# Amazon US Reviews Dataset – Cleaning & Validation

## Objectives
- Identify and remove only reviews that are *truly empty* or *junk*.
- Retain all short, valid reviews.
- Log counts and reasons for each removal for auditability.

## Key Cleaning Rules
- Remove if: review is empty, only whitespace, or non-language (e.g., ".", "asdf", "!!!" by itself).
- Retain if: short but meaningful (e.g., "ok", "good", "5 stars", emojis, single word adjectives).
- Optionally deduplicate exact review text per (product_id, customer_id).

## Cleaning Pipeline Steps
1. Flag empty/whitespace-only reviews.
2. Flag likely junk (regex: single punctuation, repeated chars, random keyboard mashes).
3. (Optional) Deduplicate by review_id or (product_id, customer_id, review_body).
4. Summarize number and percent removed in each category.

In [None]:
import os
import subprocess

java_home = subprocess.check_output(
    "/usr/libexec/java_home -v 17", shell=True, text=True
).strip()
os.environ["JAVA_HOME"] = java_home
os.environ["PATH"] = f"{java_home}/bin:" + os.environ["PATH"]
print("[JAVA CONFIGURED] JAVA_HOME set to:", os.environ["JAVA_HOME"])


In [None]:
import os
os.environ["PYSPARK_SUBMIT_ARGS"] = "--driver-memory 8G --executor-memory 8G pyspark-shell"

import glob
from pyspark.sql import SparkSession
import pyspark.sql.functions as F

spark = SparkSession.builder.appName("Amazon Review Cleaning").getOrCreate()
raw_root = "../data/raw"
processed_root = "../data/processed"
parquet_files = glob.glob(os.path.join(raw_root, "**/*.parquet"), recursive=True)
print(f"Found {len(parquet_files)} raw Parquet files.")

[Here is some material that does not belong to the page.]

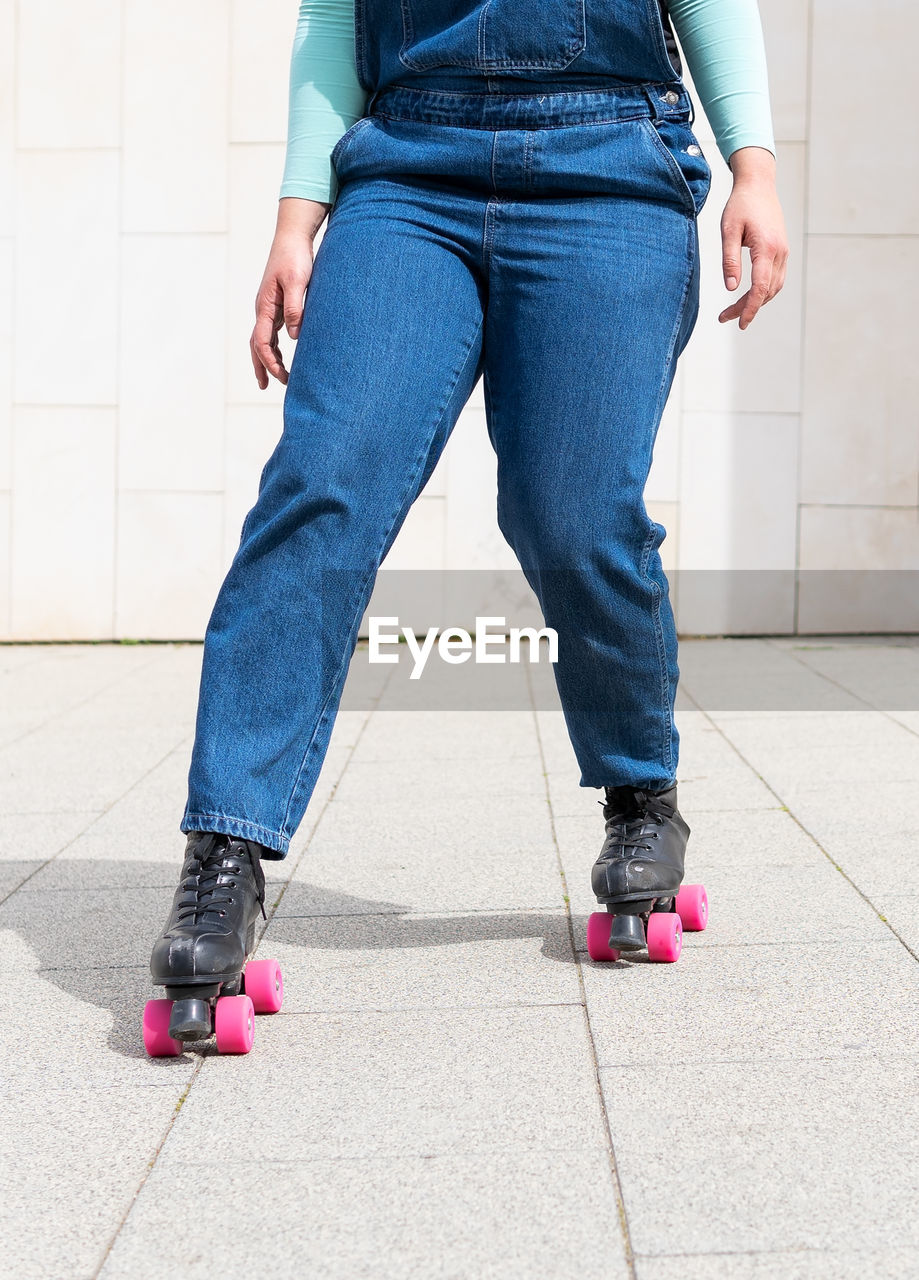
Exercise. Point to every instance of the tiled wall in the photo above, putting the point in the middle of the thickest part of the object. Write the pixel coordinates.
(141, 149)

junk_regex = r"^(?:[.!?*\s]{1,5}|asdf|qwerty|lorem ipsum)$"

for pf in parquet_files:
    print(f"Cleaning: {pf}")
    df = spark.read.parquet(pf)
    orig_count = df.count()
    df_clean = df.filter(F.length(F.trim(F.col("review_body"))) > 0)
    df_clean = df_clean.filter(~F.lower(F.trim(F.col("review_body"))).rlike(junk_regex))
    # Split into more partitions for large files
    df_clean = df_clean.repartition(16)
    clean_count = df_clean.count()
    removed = orig_count - clean_count
    print(f"Rows before: {orig_count}, after cleaning: {clean_count}, removed: {removed} ({removed/orig_count:.2%})")
    rel_path = os.path.relpath(pf, raw_root)
    out_path = os.path.join(processed_root, rel_path)
    out_dir = os.path.dirname(out_path)
    os.makedirs(out_dir, exist_ok=True)
    df_clean.write.mode("overwrite").option("compression", "snappy").parquet(out_path)
    print(f"Saved cleaned file: {out_path}")

spark.stop()
print("Batch cleaning complete.")